My illustrious tech-writer counterpart Jeff Carlson did me a solid yesterday in a personal-blog post that generously promoted the work of others —including mine — as well as his own.

As 2013 wraps up, and especially now that it’s a week before Christmas, I’m sure you’re getting pitches from all directions for products and services to spend your money on. I certainly am. I retweet and share things on Twitter and Facebook and Google+, but that’s just as scattershot.

So I’m trying something new that I hope you’ll find helpful. Here’s a list — a curated list, if that makes it sound even better — of projects and products that I think are worth your attention and money at the end of the year. This isn’t a “best of 2013″ or a gift guide, which can easily spiral out of control.
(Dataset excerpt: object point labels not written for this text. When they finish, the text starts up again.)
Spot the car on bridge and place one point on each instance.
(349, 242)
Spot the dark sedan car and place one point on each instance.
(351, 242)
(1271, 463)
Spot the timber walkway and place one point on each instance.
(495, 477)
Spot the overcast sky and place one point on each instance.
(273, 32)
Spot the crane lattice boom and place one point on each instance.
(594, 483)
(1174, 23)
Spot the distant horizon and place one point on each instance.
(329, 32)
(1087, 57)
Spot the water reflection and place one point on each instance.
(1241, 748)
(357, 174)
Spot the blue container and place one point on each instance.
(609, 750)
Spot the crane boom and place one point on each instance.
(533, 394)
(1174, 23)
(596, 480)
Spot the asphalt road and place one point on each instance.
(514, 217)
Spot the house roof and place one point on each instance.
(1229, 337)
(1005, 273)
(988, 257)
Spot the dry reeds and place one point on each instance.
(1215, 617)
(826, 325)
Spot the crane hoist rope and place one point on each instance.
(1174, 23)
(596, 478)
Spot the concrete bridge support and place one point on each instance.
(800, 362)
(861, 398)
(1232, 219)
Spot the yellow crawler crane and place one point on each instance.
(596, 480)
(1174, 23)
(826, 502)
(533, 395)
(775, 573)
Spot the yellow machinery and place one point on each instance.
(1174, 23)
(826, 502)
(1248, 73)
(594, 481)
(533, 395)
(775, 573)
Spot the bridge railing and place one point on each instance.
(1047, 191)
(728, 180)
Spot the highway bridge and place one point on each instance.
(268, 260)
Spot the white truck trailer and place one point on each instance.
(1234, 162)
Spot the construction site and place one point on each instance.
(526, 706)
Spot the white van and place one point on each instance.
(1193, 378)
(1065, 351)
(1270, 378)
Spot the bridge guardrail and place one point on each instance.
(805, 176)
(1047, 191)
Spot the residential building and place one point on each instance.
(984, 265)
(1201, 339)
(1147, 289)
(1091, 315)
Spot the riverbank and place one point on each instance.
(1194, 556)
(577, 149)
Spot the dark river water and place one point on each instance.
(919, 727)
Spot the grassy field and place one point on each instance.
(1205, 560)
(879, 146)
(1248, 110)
These are things I believe are valuable, and will give you more satisfaction than just a smile as you open a present on Christmas morning …

… Buy The Mobile Writer e-book by Julio Ojeda-Zapata. Julio is an ace technology reporter for the St. Paul Pioneer Press who is ahead of the curve about tablet usage: at some point we’ll all be using tablets. This e-book looks at writing and working on iPads, iPhones, Android tablets and phones, Microsoft Surface, and the rest. At $2.99 it’s a steal.

In that spirit, with this post, I’d like to tout a St. Paul Pioneer Press colleague’s new book as well as my own.

Joe Bissen, a crack sports copy editor at the Pioneer Press, has just published a lovely volume — Fore! Gone. — that expounds upon golf courses that were lost to history until he tracked them down (and plotted them on a Google map):

A golf course in a swamp? On a prison grounds? Next to a sewage disposal plant? Yes, yes and yes — and joined by courses built by millionaires, played by champions and designed by experts. From the crazy to the classy, Fore! Gone. Minnesota’s Lost Golf Courses, 1897–1999, revives more than 80 abandoned layouts, many of them long-forgotten.

I am not a golfer, but this book (very much in the vein of Lost Twin Cities and similar volumes by another Pioneer Press veteran, Larry Millett) is … awesome.